I don’t usually have the mad rush of gift buying as I tend to shop throughout the year, so I can truly enjoy the lights, the people, the sounds, and the smells. I can allow myself to really, REALLY, be just in the moment. The snow brings that for me. It symbolizes rest, peacefulness, and breath…

Why I Write

For some, pinpointing their passion and what set them off to start their journey is easy, for others it can be difficult, but still, there was probably a clear direction. Some discover their passion early in life, some are late bloomers and float through learning more about themselves before they learn what they were meant to do. For me it was a little bit of both. Reading had always been an escape for me. I remember sitting with my mom’s books and pretending to read them just as I saw her sit on the brown and flowered sofa, cigarette in her mouth, book on her lap, coffee on the table beside her. I’d take this little toy cash register and gently tap the keys so it sounded like a typewriter. “I’m writing my books,” I would exclaim, vigorously making sure to keep typing and checking over my ‘work’.

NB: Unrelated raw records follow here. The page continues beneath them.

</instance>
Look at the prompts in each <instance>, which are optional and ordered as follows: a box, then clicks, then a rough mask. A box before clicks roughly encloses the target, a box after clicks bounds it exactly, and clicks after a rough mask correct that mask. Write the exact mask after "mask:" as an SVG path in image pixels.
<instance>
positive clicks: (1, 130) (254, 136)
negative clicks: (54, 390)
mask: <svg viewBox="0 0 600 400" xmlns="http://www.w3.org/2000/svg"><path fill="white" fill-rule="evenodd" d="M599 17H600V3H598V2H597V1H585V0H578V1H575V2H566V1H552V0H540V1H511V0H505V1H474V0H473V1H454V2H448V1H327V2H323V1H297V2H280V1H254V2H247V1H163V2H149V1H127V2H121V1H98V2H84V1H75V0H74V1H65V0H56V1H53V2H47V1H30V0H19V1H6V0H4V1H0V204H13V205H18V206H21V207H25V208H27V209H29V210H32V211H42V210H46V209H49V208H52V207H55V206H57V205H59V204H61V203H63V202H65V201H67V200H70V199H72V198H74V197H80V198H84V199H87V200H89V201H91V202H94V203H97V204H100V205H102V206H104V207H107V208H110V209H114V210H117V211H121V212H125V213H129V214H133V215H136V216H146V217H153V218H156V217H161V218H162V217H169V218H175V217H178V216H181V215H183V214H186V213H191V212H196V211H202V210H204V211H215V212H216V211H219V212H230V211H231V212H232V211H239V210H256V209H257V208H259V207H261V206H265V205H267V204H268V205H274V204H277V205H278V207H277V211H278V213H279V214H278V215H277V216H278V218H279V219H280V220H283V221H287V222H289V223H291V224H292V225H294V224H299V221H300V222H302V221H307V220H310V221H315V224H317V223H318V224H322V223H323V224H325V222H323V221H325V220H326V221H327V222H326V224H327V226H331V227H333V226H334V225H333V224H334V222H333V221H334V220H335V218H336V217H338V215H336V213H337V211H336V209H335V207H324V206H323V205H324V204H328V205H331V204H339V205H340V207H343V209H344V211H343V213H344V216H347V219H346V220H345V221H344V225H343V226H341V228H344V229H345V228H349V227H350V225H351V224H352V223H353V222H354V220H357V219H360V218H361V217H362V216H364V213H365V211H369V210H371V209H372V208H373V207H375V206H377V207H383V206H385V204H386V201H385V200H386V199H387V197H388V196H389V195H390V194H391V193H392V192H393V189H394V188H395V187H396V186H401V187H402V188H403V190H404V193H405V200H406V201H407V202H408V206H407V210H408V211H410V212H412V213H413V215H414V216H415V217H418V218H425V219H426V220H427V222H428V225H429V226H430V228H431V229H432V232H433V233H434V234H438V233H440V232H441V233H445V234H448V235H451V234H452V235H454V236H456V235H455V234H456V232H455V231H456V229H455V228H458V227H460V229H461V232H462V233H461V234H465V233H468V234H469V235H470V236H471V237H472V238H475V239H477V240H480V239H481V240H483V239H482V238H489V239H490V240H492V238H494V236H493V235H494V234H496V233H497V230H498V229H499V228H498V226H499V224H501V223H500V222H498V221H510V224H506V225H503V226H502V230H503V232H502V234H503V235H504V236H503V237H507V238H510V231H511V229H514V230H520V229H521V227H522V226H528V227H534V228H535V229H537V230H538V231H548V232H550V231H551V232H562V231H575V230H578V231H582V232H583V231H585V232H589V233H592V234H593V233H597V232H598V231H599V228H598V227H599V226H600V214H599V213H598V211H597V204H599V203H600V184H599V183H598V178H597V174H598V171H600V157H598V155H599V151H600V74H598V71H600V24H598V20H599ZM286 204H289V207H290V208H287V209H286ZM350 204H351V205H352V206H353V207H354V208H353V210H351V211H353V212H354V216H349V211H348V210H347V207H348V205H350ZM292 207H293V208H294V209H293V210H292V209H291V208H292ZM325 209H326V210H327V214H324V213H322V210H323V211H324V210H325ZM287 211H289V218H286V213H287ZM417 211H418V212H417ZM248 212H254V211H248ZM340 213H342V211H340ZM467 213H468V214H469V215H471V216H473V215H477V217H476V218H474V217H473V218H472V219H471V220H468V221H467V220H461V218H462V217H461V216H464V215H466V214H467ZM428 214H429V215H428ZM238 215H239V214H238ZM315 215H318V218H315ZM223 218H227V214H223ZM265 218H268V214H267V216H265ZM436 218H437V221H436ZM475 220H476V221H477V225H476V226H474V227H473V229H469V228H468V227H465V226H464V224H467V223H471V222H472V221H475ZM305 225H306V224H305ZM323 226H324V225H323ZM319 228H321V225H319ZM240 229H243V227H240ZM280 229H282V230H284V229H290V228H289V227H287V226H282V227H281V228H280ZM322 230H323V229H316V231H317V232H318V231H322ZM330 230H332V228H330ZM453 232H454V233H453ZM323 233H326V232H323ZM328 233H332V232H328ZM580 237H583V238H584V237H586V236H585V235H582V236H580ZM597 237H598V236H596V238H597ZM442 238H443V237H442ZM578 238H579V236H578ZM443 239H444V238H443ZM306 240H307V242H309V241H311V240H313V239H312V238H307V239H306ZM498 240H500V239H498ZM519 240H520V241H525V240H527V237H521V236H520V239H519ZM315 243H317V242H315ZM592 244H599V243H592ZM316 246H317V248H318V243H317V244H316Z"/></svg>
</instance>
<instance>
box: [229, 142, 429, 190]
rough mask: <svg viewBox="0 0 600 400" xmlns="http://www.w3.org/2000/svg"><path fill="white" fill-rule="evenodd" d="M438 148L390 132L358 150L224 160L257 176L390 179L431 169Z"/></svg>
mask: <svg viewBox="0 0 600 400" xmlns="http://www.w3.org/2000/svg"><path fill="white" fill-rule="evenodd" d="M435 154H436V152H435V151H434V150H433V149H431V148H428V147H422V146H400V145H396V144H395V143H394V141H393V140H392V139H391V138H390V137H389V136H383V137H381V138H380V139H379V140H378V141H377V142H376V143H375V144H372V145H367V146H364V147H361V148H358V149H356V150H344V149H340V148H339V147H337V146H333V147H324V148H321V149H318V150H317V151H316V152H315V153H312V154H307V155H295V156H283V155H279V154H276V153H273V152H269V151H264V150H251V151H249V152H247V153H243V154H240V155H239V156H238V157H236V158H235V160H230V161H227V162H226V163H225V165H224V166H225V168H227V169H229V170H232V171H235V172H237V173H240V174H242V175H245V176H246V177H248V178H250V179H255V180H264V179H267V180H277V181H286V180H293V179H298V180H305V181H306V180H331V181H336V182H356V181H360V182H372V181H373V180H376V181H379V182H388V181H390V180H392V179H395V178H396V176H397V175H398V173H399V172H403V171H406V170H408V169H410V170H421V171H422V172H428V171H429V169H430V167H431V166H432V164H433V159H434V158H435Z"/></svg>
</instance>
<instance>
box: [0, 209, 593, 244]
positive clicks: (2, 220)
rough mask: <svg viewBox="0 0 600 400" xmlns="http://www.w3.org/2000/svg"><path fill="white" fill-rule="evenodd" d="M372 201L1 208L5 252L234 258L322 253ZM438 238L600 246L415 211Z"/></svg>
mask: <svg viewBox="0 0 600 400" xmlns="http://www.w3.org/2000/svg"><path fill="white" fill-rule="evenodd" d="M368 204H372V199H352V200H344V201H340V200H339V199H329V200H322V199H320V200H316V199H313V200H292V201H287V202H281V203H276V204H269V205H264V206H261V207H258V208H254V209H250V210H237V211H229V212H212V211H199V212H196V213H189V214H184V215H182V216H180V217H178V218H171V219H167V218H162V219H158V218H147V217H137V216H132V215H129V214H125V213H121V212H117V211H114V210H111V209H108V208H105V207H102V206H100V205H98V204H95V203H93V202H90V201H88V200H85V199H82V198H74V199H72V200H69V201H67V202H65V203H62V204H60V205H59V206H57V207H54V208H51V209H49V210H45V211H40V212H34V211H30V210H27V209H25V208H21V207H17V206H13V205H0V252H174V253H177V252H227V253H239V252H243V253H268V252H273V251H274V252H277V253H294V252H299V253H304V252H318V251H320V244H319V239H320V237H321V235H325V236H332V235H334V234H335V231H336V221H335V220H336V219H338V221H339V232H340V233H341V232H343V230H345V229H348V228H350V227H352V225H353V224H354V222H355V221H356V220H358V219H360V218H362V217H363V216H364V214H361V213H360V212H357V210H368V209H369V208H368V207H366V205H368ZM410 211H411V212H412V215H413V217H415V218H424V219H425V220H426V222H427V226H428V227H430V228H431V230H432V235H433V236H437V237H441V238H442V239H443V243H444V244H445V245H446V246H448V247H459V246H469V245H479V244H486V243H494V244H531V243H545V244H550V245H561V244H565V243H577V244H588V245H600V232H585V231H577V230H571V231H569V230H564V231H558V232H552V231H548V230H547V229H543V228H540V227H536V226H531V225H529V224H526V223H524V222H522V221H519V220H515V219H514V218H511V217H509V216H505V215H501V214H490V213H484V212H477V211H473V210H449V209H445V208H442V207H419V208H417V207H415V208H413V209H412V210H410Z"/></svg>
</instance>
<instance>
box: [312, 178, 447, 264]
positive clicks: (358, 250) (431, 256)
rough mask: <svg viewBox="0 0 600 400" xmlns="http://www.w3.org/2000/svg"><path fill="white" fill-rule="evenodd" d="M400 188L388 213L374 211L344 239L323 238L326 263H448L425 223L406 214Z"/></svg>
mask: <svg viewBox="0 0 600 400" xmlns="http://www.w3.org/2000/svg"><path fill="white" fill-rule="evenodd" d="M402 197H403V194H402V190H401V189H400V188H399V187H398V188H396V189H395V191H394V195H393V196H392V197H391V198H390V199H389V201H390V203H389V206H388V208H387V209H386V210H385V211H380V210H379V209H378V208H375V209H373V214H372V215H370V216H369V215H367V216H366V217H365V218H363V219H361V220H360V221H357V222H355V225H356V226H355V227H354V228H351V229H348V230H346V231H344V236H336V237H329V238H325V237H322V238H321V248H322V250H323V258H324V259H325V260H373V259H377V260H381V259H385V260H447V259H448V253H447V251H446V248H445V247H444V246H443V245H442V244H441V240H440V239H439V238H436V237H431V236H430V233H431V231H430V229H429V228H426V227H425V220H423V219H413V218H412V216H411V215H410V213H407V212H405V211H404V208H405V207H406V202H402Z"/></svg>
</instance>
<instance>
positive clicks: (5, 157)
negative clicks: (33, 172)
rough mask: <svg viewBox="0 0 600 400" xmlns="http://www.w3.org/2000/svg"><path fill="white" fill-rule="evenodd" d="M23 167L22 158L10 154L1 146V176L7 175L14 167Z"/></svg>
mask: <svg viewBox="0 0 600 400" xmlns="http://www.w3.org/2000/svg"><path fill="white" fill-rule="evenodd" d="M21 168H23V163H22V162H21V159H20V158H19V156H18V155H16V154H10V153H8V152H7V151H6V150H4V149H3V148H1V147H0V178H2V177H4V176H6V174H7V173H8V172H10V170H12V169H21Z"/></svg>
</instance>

Writing stayed with me for a long time. I journaled, but hated English assignments; I wrote poems, but despised being told what one meant by my teacher. I knew what I felt and being told what a poem meant felt like a betrayal not only to me, but also to the author, to the poet.

As I said, reading was my escape. It demanded nothing from me but my time; time of which was all I had growing up. Moving around and being the eccentric person I was at such an early age, friends were few and far between. It was ok though. Books didn’t let me down and books didn’t ask too many questions about my life and my past. They were just the right amount of noise for my over cluttered brain.

I knew I needed to write, always wanted to be an author, but it wasn’t until I was 30 that I started to feel my passion well too high to be ignored. It was after my daughters were born and I felt that tug; that need. It literally would keep me up at night, my mind wandering to stories, life experiences, and plot lines. I questioned if what I wrote would even be needed, be welcomed, be adding to the culture of literature. I felt inept to start this journey but knew there was nothing else I could do but succumb to this need, this desire, this burning in my soul.

It’s soul searching and cleansing for me. It soothes the demons that threaten to rear their ugly heads again and again. They stay tamed when fed with words. It staves off my loneliness, it keeps my mind from the darkness that threatens to overtake. I write because I have to share what aches my soul.